# Enjoying conflict and tension



## Liontiger (Jun 2, 2009)

paperoceans said:


> Conflict gives me an adrenaline rush. I use to manipulate people into having an altercation just for the thrill of it. Of course they were too dumb to realize that I created the current situation out of amusement.


Perhaps that is why INTJs and ENTPs are supposed to be good together. You can create tons of conflict, and we can have fun overcoming it :laughing:


----------



## Kevinaswell (May 6, 2009)

Tension I'm not too fond of.

At all.

It's super hard to enjoy how PERFECTLY AMAZINGLY I ENJOY CONFLICT.....in the midst of an environment you could cut with a butter knife.


----------



## Linesky (Dec 10, 2008)

I like conflict and can enjoy a good game, but dead serious conflict can make me cringe as well sometimes.


----------



## More Tea (Aug 19, 2009)

"Meh" about sums it up for me. I get paid to deal with some pretty bizarre conflicts and tense situations. Since my job gives me plenty of authority to go with all the responsibility, I actually enjoy getting to the roots of things sometimes. It can be amusing to dissect a huge drama and leave the involved parties with egg on their face--or at least stuttering and looking longingly for an exit. But I'm just as happy when I *don't* have to poke through real-life incarnations of the Jerry Springer show. 

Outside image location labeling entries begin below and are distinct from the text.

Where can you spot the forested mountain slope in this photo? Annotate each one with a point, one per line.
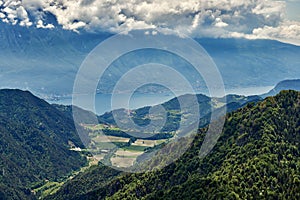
(34, 144)
(256, 157)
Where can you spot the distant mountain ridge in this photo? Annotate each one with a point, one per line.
(46, 61)
(284, 85)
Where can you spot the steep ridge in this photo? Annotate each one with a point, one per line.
(34, 144)
(257, 156)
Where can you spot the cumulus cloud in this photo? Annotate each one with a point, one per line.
(197, 18)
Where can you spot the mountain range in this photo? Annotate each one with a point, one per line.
(35, 142)
(257, 156)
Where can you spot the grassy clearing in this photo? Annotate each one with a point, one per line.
(147, 143)
(102, 138)
(135, 148)
(122, 162)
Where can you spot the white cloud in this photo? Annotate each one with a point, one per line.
(197, 18)
(40, 24)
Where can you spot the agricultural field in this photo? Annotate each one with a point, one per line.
(119, 151)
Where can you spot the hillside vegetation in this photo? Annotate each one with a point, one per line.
(256, 157)
(34, 144)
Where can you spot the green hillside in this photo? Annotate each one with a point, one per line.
(34, 144)
(256, 157)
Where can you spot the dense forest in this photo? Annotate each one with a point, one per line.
(256, 157)
(34, 144)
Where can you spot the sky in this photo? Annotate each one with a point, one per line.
(293, 10)
(251, 19)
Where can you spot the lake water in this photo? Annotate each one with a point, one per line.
(103, 101)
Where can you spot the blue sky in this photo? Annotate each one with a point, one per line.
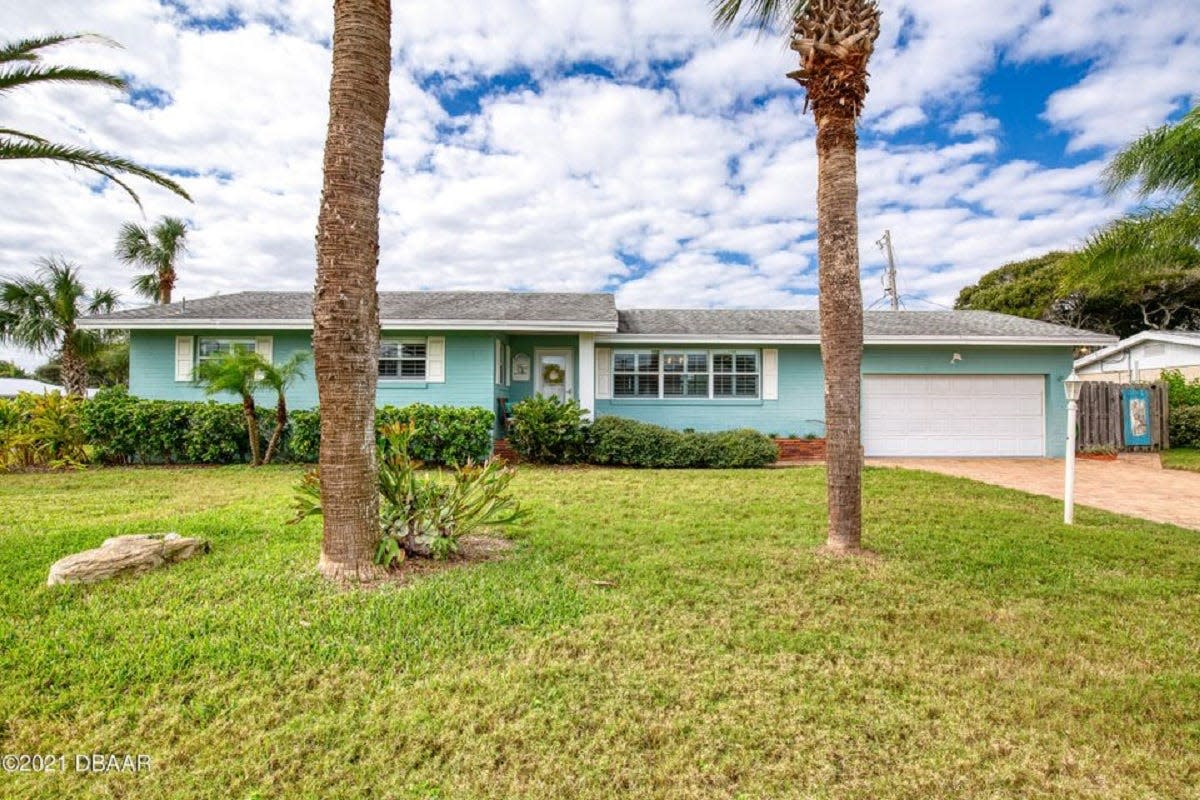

So, no, conflict and tension do not particularly excite me. I actively seek to avoid both in my personal life, as a matter of fact.


----------



## Rourk (Feb 17, 2009)

I can't stand it and I think the people who go around trying to start things are just kidding themselves about some defect they haven't fixed. "I'm so big and bad." "I'm so smart" "I'm right" I hate all of you. Just kidding.


----------



## Linesky (Dec 10, 2008)

I forgot to mention I do not enjoy serious tension. It is tiring, esp if it lasts relatively long. I'd rather get it out and done.  Or undergo a change. (You get the pic.) Preferably in a good setting/towards a more positive direction.

However, small tension in little debates is very innocent. It's the personal stuff that's more heavy, when it is around.


----------



## SinnersPride (Aug 11, 2009)

Eh, everyone has different connotations for the words 'tension' and 'conflict'. I seriously dislike 'tension', the kind where your dealing with an unstable personality who is likely to take every word you say to be a personal attack, yet there is absolutely NOTHING better than a good impassioned debate, where each person is seriously dedicated to their point of view, yet is honestly willing to try and see the other side... roud: ahhh, I need a cigarette.


----------



## HollyGolightly (Aug 8, 2009)

I sometimes like debate but not a full blown argument. People just get hurt.


----------



## Munchies (Jun 22, 2009)

HollyGolightly said:


> I sometimes like debate but not a full blown argument. People just get hurt.


lol thats why this is in the NT section


----------



## Liontiger (Jun 2, 2009)

Heated debate between other people makes me squirmy and uncomfortable. :blushed: I think it has something to do with my 9, though. Debates that include me, however, are good fun.


----------